We are proud of both our present scope of services and the legacy of services that our founding congregation, the Religious Hospitallers of St. Joseph (RHSJ) provided in our community. The RHSJ arrived in our community in 1897 and served faithfully responding to various community needs until 2003. During that time 147 Sisters served the sick, youth, aged and marginalized in our community and provided education to nurses. The facilities and organizations that were founded and operated by the RHSJ included Hotel Dieu Hospital (1897), St. Paul’s Home for the Aged (1898), Nazareth Orphanage (1909), St. Joseph’s School of Nursing (1929), Macdonell Memorial Hospital (1959), St. Joseph’s Villa (1969), Janet Macdonell Pavilion (1989), Marie de la Ferre Apartments (1992), and St. Joseph’s Continuing Care Centre (2004).

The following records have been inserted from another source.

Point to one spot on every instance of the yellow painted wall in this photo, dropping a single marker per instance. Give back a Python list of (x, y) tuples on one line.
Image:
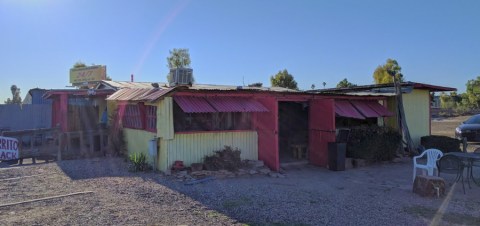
[(193, 147), (137, 141), (392, 107), (417, 113)]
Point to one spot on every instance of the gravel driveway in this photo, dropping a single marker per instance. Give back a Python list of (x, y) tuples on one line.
[(373, 195)]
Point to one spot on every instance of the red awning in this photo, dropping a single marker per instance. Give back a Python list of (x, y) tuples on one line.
[(380, 109), (365, 109), (345, 109), (194, 104), (236, 104)]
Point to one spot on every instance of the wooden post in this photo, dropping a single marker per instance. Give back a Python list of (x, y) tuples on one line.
[(401, 117), (60, 140)]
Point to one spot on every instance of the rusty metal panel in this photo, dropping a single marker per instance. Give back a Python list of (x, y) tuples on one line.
[(139, 94), (236, 104), (193, 147), (165, 119), (194, 104), (345, 109)]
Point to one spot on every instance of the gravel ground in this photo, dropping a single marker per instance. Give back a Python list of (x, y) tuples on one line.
[(308, 195)]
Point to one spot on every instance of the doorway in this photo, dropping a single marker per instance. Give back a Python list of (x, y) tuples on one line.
[(293, 131)]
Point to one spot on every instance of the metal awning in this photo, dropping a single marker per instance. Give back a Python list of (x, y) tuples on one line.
[(194, 104), (236, 104), (365, 109), (190, 104), (380, 109), (345, 109)]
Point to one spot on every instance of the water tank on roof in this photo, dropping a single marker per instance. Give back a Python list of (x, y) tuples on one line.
[(180, 76)]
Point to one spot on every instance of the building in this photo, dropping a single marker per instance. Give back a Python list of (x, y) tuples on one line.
[(417, 98), (189, 122)]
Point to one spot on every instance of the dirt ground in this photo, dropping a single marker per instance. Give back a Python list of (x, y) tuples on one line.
[(446, 127), (102, 192)]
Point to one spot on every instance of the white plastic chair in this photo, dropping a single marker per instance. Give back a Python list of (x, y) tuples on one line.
[(432, 156)]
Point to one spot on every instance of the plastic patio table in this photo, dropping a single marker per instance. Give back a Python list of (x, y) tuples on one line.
[(469, 158)]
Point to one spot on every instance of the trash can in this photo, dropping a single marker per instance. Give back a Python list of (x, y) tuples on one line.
[(336, 156)]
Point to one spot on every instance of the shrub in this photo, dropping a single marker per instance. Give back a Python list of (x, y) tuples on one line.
[(228, 159), (138, 162), (442, 143), (373, 143)]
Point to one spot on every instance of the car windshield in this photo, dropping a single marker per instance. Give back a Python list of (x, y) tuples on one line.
[(473, 120)]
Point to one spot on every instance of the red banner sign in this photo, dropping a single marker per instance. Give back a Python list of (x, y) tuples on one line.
[(8, 148)]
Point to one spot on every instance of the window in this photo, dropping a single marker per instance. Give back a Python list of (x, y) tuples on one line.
[(216, 121), (151, 118), (132, 117)]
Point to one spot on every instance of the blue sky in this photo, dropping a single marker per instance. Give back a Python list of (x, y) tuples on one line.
[(239, 42)]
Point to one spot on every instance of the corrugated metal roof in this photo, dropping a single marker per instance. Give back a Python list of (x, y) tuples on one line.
[(345, 109), (136, 94), (363, 108), (147, 85), (194, 104), (227, 87), (380, 109), (236, 104), (132, 85)]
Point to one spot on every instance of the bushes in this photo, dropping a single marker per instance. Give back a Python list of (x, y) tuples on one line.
[(227, 158), (138, 162), (442, 143), (373, 143)]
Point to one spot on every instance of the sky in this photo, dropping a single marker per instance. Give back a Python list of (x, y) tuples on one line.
[(239, 42)]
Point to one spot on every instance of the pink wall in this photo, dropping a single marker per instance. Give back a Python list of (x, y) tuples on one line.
[(63, 112), (266, 124), (321, 130)]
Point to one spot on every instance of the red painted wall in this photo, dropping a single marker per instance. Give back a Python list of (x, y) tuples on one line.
[(63, 117), (266, 124), (321, 130)]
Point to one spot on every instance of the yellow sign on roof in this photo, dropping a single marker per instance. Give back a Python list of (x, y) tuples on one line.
[(88, 74)]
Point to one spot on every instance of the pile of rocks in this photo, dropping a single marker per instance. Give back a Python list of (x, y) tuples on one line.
[(250, 168)]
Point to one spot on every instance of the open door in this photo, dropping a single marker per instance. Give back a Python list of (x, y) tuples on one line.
[(321, 130), (266, 124)]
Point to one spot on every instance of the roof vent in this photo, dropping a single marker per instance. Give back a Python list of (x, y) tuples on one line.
[(180, 76)]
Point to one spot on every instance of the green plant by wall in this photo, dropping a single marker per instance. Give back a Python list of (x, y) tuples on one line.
[(373, 143), (138, 162)]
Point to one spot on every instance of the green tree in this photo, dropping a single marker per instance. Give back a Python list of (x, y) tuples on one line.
[(447, 101), (345, 84), (16, 99), (384, 73), (283, 79), (473, 93), (179, 58)]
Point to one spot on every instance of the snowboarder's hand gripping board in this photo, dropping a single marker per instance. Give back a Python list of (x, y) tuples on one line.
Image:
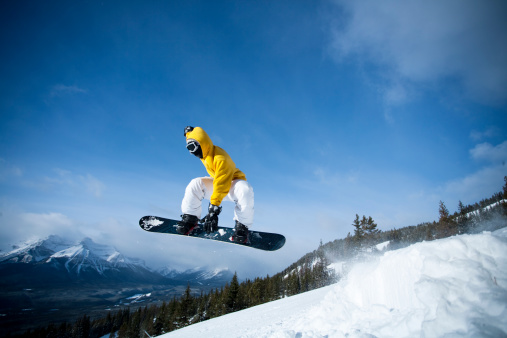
[(256, 239), (210, 221)]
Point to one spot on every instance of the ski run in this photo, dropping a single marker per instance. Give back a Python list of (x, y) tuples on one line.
[(452, 287)]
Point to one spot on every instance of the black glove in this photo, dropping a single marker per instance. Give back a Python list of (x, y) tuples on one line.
[(211, 219)]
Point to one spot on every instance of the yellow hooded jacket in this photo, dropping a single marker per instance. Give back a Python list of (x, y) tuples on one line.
[(218, 164)]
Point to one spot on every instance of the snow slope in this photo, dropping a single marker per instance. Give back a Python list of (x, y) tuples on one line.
[(455, 286)]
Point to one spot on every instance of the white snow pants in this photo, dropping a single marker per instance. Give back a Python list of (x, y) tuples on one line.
[(241, 193)]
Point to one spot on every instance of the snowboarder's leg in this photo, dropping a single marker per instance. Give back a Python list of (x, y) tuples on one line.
[(196, 191), (242, 194)]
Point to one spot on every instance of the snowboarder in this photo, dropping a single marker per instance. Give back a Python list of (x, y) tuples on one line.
[(226, 183)]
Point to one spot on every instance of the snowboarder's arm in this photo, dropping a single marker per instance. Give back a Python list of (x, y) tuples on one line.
[(224, 172)]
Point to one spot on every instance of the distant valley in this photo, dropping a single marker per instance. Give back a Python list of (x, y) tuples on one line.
[(57, 278)]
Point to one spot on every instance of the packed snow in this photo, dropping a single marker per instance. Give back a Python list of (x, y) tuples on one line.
[(450, 287)]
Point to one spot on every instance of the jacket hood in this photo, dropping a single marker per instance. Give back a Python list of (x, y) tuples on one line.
[(202, 137)]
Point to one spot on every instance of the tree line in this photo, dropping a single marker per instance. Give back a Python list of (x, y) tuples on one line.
[(308, 273)]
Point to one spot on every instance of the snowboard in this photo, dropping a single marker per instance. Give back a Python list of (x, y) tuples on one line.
[(256, 239)]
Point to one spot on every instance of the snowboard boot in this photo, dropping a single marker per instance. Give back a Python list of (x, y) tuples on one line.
[(187, 224), (240, 233)]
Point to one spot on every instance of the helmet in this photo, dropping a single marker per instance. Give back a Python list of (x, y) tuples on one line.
[(194, 147), (187, 130)]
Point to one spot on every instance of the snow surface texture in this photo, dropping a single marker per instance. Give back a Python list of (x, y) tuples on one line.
[(450, 287)]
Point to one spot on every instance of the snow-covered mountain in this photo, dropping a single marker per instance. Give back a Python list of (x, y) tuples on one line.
[(199, 276), (76, 257), (55, 261), (455, 287)]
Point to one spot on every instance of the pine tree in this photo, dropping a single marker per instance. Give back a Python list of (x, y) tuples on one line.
[(233, 301), (358, 230)]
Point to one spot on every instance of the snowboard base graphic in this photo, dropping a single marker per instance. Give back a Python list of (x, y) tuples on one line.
[(256, 239)]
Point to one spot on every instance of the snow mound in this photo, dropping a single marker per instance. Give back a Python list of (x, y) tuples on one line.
[(455, 286)]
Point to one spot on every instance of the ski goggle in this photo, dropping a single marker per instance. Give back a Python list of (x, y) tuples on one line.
[(194, 147)]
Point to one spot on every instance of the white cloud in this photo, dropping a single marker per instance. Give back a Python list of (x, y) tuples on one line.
[(62, 90), (475, 187), (488, 133), (486, 151), (68, 179), (423, 42)]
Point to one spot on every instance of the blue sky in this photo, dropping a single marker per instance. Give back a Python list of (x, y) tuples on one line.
[(331, 108)]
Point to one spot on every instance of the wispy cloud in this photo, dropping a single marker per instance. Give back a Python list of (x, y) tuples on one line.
[(87, 182), (62, 90), (486, 151), (420, 43)]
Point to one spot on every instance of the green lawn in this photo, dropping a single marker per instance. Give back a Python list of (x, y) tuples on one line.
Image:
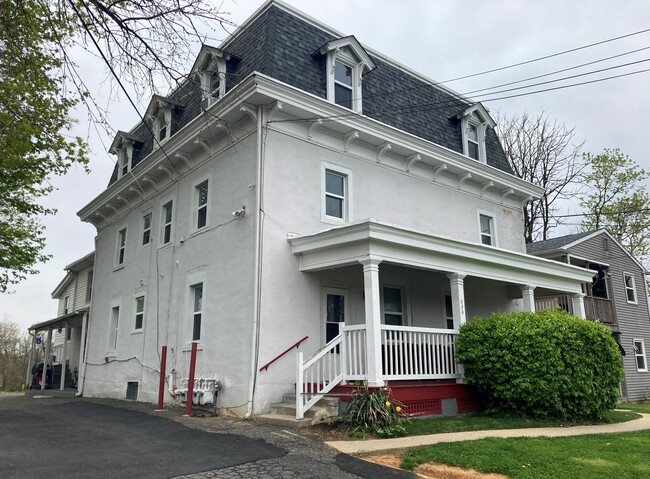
[(480, 422), (643, 407), (600, 456)]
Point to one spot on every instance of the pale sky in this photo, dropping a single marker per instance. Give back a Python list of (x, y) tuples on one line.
[(442, 39)]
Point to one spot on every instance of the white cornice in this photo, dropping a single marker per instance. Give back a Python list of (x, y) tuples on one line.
[(331, 248)]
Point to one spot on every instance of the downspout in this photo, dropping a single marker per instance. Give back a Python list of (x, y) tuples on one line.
[(258, 267), (85, 332)]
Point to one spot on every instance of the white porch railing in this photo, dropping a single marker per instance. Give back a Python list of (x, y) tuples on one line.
[(407, 353), (418, 353)]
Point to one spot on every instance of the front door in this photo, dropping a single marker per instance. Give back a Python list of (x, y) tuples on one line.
[(335, 307)]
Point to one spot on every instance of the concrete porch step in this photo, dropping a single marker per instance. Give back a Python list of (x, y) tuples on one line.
[(284, 413)]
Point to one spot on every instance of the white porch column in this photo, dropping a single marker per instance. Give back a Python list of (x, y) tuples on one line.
[(65, 355), (457, 298), (82, 354), (578, 303), (373, 319), (528, 295), (46, 358)]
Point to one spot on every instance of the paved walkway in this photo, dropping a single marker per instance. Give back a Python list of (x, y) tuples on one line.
[(357, 447)]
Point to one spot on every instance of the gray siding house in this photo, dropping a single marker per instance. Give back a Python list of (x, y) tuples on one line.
[(617, 297)]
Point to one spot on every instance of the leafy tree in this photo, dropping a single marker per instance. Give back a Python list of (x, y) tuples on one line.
[(617, 200), (40, 85), (542, 152)]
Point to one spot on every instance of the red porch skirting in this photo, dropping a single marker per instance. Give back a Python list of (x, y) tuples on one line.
[(425, 398)]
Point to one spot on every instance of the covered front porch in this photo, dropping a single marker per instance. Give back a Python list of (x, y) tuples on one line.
[(383, 346), (56, 355)]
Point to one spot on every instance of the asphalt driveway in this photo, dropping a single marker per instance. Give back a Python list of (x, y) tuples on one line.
[(72, 438)]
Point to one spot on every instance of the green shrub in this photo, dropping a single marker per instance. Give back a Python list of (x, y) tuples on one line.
[(372, 412), (546, 364)]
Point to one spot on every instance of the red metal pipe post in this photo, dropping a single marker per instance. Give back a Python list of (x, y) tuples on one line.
[(161, 385), (190, 381)]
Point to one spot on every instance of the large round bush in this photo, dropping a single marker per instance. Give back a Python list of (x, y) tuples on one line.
[(542, 364)]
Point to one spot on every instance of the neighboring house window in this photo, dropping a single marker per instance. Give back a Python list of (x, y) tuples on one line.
[(393, 306), (202, 205), (121, 246), (167, 222), (197, 310), (639, 353), (630, 287), (139, 313), (146, 229), (89, 287), (487, 232), (336, 194), (449, 312), (113, 328)]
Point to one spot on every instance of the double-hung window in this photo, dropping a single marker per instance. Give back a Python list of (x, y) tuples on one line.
[(197, 310), (639, 353), (167, 212), (146, 229), (139, 313), (202, 205), (630, 288), (336, 197), (487, 228), (113, 325), (343, 91), (121, 247)]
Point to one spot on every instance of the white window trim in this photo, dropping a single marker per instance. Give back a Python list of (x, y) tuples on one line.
[(347, 198), (163, 223), (325, 290), (345, 57), (493, 224), (406, 316), (192, 279), (636, 355), (151, 229), (194, 207), (625, 288), (135, 311), (164, 112), (113, 334), (117, 264)]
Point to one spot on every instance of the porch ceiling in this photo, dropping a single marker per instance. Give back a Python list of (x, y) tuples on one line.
[(346, 245)]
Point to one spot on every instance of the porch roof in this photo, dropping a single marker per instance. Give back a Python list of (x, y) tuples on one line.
[(346, 245), (58, 322)]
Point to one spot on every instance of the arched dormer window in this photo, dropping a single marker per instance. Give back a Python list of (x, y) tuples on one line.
[(347, 62), (474, 123), (210, 71), (122, 147), (159, 117)]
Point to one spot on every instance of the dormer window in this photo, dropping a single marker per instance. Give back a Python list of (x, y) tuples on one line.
[(210, 70), (474, 124), (122, 147), (346, 63)]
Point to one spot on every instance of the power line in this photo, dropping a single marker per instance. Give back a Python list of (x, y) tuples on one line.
[(545, 57)]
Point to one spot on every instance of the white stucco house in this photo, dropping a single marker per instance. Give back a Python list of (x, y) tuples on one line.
[(60, 340), (300, 187)]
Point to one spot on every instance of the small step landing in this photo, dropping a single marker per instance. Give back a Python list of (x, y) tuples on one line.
[(284, 413)]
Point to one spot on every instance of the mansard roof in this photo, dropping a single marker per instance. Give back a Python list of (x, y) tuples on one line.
[(279, 41)]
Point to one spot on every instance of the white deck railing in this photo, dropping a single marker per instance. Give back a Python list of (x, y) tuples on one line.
[(407, 353), (418, 353)]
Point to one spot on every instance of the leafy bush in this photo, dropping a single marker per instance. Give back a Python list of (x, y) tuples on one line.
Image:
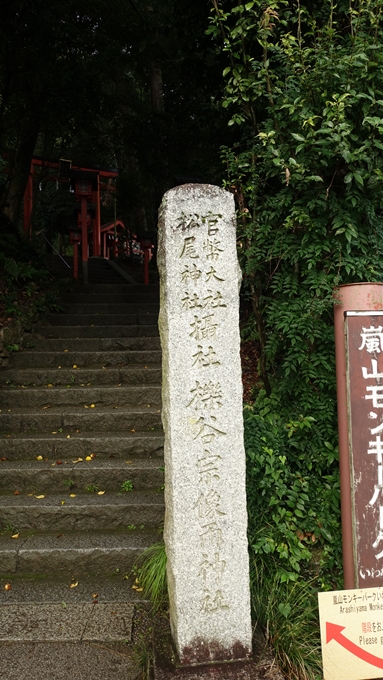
[(287, 612), (24, 292), (304, 88), (293, 496)]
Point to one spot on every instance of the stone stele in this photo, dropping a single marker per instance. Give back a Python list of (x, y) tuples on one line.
[(206, 518)]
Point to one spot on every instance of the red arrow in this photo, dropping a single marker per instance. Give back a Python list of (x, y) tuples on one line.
[(334, 632)]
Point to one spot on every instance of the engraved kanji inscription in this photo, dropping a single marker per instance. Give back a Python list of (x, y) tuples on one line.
[(212, 249), (206, 429), (206, 396), (208, 467), (212, 602), (189, 248), (211, 536), (203, 359), (191, 273), (204, 328), (211, 274), (208, 505), (212, 569)]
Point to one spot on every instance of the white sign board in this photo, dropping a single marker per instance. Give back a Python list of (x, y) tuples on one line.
[(351, 623)]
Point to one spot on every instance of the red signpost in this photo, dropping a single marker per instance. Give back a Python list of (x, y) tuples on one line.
[(359, 366)]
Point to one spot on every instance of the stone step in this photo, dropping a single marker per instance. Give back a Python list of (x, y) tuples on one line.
[(53, 588), (86, 512), (108, 445), (33, 359), (40, 476), (94, 331), (110, 308), (103, 319), (79, 344), (129, 375), (73, 395), (75, 553), (89, 420)]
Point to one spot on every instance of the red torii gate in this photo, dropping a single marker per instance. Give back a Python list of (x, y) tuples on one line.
[(88, 185)]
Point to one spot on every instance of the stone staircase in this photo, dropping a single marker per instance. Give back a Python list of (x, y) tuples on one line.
[(81, 443)]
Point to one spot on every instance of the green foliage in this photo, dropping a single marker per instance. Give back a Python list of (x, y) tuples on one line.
[(304, 87), (288, 615), (24, 293), (293, 495), (151, 575)]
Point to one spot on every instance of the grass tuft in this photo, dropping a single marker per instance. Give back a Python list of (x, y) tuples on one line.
[(288, 614), (151, 573)]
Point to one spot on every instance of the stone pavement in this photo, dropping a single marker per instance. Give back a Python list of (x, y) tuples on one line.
[(95, 631), (49, 630)]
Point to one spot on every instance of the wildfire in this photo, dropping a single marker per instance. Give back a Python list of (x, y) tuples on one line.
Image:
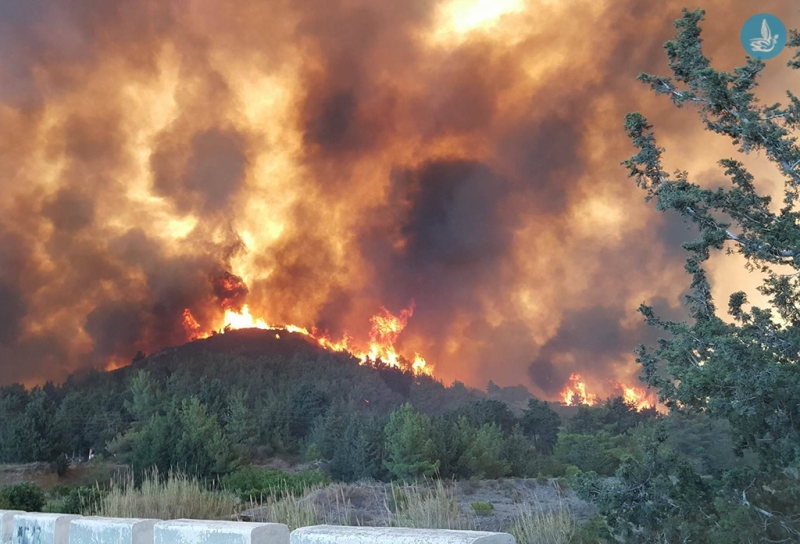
[(386, 327), (575, 392), (636, 397)]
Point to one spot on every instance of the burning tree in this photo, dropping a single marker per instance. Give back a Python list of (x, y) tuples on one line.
[(743, 368)]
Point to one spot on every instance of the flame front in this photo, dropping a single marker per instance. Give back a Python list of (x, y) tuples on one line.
[(637, 397), (386, 327), (575, 392)]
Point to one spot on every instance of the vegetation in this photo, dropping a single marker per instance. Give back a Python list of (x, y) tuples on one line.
[(428, 505), (482, 508), (741, 369), (172, 497), (250, 483), (25, 496), (542, 526)]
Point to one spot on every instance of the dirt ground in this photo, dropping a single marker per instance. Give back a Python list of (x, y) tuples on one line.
[(43, 476)]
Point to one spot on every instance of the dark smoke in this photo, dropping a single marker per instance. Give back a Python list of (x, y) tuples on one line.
[(318, 160)]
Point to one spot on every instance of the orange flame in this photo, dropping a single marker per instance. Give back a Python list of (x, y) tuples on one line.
[(637, 397), (576, 393), (386, 327)]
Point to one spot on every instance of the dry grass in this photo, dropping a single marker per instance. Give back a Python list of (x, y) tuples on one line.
[(537, 525), (431, 505), (286, 508), (176, 496)]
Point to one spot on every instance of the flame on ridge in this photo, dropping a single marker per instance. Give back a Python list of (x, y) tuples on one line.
[(575, 393), (386, 327)]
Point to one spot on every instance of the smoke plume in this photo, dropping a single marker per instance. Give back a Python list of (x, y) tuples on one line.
[(319, 160)]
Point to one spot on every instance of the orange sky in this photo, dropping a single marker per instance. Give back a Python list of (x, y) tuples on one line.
[(340, 156)]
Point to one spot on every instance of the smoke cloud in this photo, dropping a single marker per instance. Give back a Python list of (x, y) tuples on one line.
[(319, 160)]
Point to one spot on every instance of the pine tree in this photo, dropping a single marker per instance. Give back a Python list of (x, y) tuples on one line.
[(743, 368)]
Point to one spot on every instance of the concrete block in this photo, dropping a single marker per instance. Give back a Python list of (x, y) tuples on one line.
[(329, 534), (188, 531), (42, 528), (97, 530), (7, 525)]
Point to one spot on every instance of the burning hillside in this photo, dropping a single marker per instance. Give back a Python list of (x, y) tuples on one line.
[(175, 168)]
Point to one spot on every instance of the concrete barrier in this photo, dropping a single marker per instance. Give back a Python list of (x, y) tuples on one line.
[(188, 531), (7, 525), (42, 528), (97, 530), (331, 534), (23, 528)]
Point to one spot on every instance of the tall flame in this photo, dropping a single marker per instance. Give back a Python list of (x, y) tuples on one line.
[(637, 397), (575, 393), (386, 327)]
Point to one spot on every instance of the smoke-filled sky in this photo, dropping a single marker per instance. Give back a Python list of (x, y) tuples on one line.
[(340, 156)]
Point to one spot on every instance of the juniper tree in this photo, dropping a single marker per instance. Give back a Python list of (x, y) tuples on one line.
[(742, 367)]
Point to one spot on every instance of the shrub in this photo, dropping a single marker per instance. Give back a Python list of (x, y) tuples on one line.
[(26, 496), (482, 508)]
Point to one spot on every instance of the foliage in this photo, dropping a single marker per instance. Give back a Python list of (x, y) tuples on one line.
[(25, 496), (600, 453), (482, 508), (541, 423), (615, 416), (411, 452), (536, 525), (82, 500), (286, 508), (742, 368)]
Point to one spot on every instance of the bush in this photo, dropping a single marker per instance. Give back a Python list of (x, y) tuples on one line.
[(482, 508), (251, 483), (84, 500), (26, 496)]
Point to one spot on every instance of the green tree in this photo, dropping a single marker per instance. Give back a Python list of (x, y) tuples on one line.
[(411, 452), (742, 368), (484, 411), (484, 455), (202, 446), (541, 423), (240, 422)]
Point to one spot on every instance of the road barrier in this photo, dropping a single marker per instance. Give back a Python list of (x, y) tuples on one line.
[(24, 528)]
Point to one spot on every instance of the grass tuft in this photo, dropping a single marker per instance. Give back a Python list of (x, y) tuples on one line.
[(430, 505), (534, 525), (176, 496)]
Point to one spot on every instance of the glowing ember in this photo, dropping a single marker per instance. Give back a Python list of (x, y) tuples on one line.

We continue to serve in the spirit of our founders and be driven by our Mission, working collaboratively with our health system and community partners in the provision of service to address community needs. We recently introduced, with support from the Champlain Local Health Integration Network (LHIN), an eight-bed Restorative Care Unit in our Complex Care program offering post acute care for patients transitioning back to community.
The Sisters were eternally courageous in the face of both challenges and opportunities, always focussed on the common good, and we are committed to upholding their legacy of service into the future.